There is also much about his burgeoning sexuality and how that manifests itself, but there is never any development or resolution to that theme either. It seems as if he is not entirely comfortable with his own sexual awakening, often commenting about his myriad of chances to lose his virginity that are foiled by himself. He often objectifies women, but it is also clear that there is little behind it, more of an effort to fit in with the other guys in his school, rather than an accurate representation of his true feelings. This is seen in his almost obsessive anger towards his roommate when he finds out that Stradlater’s date is Jane, a girl from Holden’s past. He cannot stand the idea that Stradlater, a guy with a somewhat sketchy sexual history with women, would be with Jane, whom Holden seems to see as some sort of “above it all” standard of perfection.

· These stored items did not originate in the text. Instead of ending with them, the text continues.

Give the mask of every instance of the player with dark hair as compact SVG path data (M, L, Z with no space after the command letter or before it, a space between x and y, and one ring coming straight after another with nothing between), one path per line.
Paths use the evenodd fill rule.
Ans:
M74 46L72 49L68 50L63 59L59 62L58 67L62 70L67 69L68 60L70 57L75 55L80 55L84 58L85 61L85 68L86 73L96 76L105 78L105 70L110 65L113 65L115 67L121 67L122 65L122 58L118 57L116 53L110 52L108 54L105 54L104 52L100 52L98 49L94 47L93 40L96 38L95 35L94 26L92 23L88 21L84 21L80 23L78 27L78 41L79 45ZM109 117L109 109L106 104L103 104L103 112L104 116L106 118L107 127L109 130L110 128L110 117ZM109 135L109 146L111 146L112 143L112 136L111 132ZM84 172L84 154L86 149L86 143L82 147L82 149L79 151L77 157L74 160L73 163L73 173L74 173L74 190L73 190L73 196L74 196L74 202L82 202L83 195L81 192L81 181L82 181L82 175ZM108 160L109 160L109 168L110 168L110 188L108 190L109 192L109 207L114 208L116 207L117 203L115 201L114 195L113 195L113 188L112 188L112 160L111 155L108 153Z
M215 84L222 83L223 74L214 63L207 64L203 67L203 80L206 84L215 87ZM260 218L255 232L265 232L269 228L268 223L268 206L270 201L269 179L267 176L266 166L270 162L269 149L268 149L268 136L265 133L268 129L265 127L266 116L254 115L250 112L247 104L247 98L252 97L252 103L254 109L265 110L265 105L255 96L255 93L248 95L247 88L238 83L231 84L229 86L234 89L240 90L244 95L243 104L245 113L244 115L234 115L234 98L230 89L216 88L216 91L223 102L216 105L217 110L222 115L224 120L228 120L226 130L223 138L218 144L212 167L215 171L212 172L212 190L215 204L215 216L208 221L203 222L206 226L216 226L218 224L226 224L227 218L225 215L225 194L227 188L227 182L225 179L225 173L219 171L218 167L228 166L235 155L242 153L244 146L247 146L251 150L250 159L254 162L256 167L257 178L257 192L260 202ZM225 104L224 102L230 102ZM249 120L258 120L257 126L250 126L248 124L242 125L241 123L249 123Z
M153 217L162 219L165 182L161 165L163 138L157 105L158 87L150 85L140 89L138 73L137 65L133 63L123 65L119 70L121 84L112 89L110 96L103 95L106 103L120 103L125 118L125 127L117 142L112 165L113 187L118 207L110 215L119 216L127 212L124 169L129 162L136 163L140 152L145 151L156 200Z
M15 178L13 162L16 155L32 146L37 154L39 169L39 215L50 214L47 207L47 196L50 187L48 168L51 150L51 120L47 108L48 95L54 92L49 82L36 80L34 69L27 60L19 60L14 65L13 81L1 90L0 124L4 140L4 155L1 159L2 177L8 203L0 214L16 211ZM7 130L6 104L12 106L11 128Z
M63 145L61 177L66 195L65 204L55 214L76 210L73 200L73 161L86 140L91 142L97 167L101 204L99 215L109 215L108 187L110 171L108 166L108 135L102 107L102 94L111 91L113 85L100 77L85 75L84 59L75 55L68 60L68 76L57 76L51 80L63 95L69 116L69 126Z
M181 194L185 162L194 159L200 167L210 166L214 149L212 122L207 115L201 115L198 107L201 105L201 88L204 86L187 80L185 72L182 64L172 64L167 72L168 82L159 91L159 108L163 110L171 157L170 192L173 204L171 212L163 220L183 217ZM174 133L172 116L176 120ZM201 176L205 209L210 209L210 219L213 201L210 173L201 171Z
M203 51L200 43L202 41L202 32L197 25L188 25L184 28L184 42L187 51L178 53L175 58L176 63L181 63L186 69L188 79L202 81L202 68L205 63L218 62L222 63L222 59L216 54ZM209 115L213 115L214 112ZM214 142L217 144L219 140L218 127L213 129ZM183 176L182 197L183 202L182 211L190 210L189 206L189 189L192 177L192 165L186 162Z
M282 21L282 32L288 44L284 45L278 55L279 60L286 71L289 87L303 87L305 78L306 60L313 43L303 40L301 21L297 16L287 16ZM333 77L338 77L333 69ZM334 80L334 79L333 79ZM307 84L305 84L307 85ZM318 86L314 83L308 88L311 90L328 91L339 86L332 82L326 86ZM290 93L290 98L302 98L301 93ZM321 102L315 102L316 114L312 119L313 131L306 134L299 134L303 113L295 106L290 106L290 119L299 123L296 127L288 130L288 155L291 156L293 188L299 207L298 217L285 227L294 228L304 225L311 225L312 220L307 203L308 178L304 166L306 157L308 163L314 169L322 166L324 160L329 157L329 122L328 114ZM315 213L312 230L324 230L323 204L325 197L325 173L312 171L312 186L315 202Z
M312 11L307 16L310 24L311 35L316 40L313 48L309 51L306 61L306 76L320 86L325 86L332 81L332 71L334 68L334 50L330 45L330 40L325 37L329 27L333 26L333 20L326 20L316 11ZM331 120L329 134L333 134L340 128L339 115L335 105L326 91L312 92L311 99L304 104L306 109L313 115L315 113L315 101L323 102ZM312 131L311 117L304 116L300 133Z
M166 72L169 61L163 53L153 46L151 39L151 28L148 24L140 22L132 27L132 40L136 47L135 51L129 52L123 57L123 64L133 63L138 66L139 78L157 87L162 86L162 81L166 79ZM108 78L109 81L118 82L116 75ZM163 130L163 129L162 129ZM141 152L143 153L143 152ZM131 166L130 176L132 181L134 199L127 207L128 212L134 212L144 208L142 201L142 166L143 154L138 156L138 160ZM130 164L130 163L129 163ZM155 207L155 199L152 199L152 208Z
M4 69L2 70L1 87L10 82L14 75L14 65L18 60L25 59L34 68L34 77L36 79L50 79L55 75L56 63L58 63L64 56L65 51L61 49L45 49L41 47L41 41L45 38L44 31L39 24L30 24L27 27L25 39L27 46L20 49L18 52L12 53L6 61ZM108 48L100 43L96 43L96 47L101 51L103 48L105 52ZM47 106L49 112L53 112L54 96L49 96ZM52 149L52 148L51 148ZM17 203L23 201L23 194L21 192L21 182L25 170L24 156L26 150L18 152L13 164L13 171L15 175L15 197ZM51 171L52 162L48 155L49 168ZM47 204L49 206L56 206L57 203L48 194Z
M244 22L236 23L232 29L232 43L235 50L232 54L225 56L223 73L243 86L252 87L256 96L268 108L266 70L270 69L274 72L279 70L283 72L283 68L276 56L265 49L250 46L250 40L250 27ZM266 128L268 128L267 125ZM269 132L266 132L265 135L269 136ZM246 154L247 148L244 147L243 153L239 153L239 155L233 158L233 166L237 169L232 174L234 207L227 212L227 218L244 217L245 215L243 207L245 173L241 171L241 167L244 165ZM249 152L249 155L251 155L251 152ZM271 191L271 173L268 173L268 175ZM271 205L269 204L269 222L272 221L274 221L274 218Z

His thoughts on sexuality seem to be rather disjointed, one moment bemoaning his lack of experience and the next almost frightened by it. He does not push the issue with his dates and even during an encounter with a prostitute, he rebuffs the idea of intimacy, instead wanting simply to talk. In keeping with his rather disjointed ideas are his judgments on others’ sexuality, often seeing others “perverted.” There are also many moments when he questions the sexual orientation of those around him, showing a certain discomfort with the entire topic of sexuality.
In some ways, though, iit was an interesting read. The story is told as it flows from Holden’s mind, at times very much of a stream of consciousness feel to it. The flow was often a bit disjointed and almost reminded me of the flow of Anthony Swofford’s Jarhead book. But it is through this perspective and style of writing that we become privvy to the inner workings of Holden’s mind. Yet, as the story unfolded, I still liked it less and less.
Classic literature or not, it just didn’t appeal to me. But I also think that is a matter of “to each his own.” From a analytical standpoint, it was an interesting read, but it just didnt touch me in any way.